Radiotherapy to your lower tummy (abdomen) or pelvis can affect your fertility and sex life.
The ovaries are in the lower part of your abdomen, in the area between your hips (the pelvis).
Radiotherapy to this area may affect your womb and can stop your ovaries from working. If you haven’t already been through the menopause, this means your periods stop and you won’t be able to become pregnant (you become infertile).
The risk of infertility depends on the dose of radiation to your ovaries, your age (the risk is higher the older you are), and if you have chemotherapy with the radiotherapy (chemoradiotherapy).
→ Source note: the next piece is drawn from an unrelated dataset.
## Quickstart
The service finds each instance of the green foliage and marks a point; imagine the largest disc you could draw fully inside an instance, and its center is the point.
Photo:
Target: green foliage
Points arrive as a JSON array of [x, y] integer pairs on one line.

Finding out that treatment for your cancer may leave you infertile can be extremely distressing if you had hoped to get pregnant in the future. Your doctor and nurse will support you and talk about possible options.
It is sometimes possible to move the ovaries out of the treatment area before radiotherapy begins. This is called ovarian transposition. It is usually done by keyhole (laparoscopic) surgery. Ovarian transposition may prevent an early menopause.
You can see a fertility specialist before you start cancer treatment. They can talk to you about the possibility of freezing your eggs, embryos or ovarian tissue. You could possibly use your eggs in the future if you wanted to try to have a child through a surrogate (another woman carries the baby).
Symptoms of the menopause often start during your course of radiotherapy or shortly afterwards. Symptoms include:
- hot flushes and sweats
- dry skin
- dryness in the vagina
- loss of energy
- irregular or no periods
- less interest in sex
- mood changes or feeling very sad
There are some things that can help to relieve menopausal symptoms. These include:
- hormone replacement therapy (HRT) - replaces hormones that are at lower levels due to menopause
- hormone cream - oestrogen vaginal cream can help with vaginal dryness
Your emotions and menopause
Going into an early menopause can be very upsetting. It can help to talk over your fears and worries with your partner or a friend. Try to talk to the radiotherapy staff or your specialist nurse if you are having problems.
Some of the women’s organisations on our general organisations list can also give help and support.
Your sex life
Pelvic radiotherapy can make the tissues in your vagina less stretchy. This is called fibrosis. Fibrosis can narrow the vagina, making it uncomfortable and difficult to have sex and vaginal examinations.
Using vaginal dilators after treatment might help to prevent this. Ask your radiographer, doctor or nurse about dilators.
Dilators are smooth tube shaped objects with a rounded end, made of plastic or metal. They come in different sizes. You start with the smallest size first.
You usually start using dilators from 2 to 8 weeks after your radiotherapy ends. This can vary depending on your radiotherapy centre.
For the first 6 months
Use dilators with a water soluble lubricating gel at least twice a week and up to twice a day, for 3 to 10 minutes each time.
Between 6 and 12 months
Use dilators once a week.
After 12 months
Use your dilators occasionally as long as you are not having any difficulty.
Alternatives to vaginal dilators
Sexual intercourse also helps to keep the vagina open and is a good alternative to using dilators.
You might prefer to use your fingers or a vibrator to help stretch your vagina. If water soluble lubricants do not give enough lubrication for comfortable intercourse you may want to try a silicone based lubricant. These give more lubrication and are usually fine to use after any vaginal irritation caused by radiotherapy has settled down.
A small amount of bleeding is usual when you first start using a dilator but contact a health professional if you have a lot of bleeding or pain.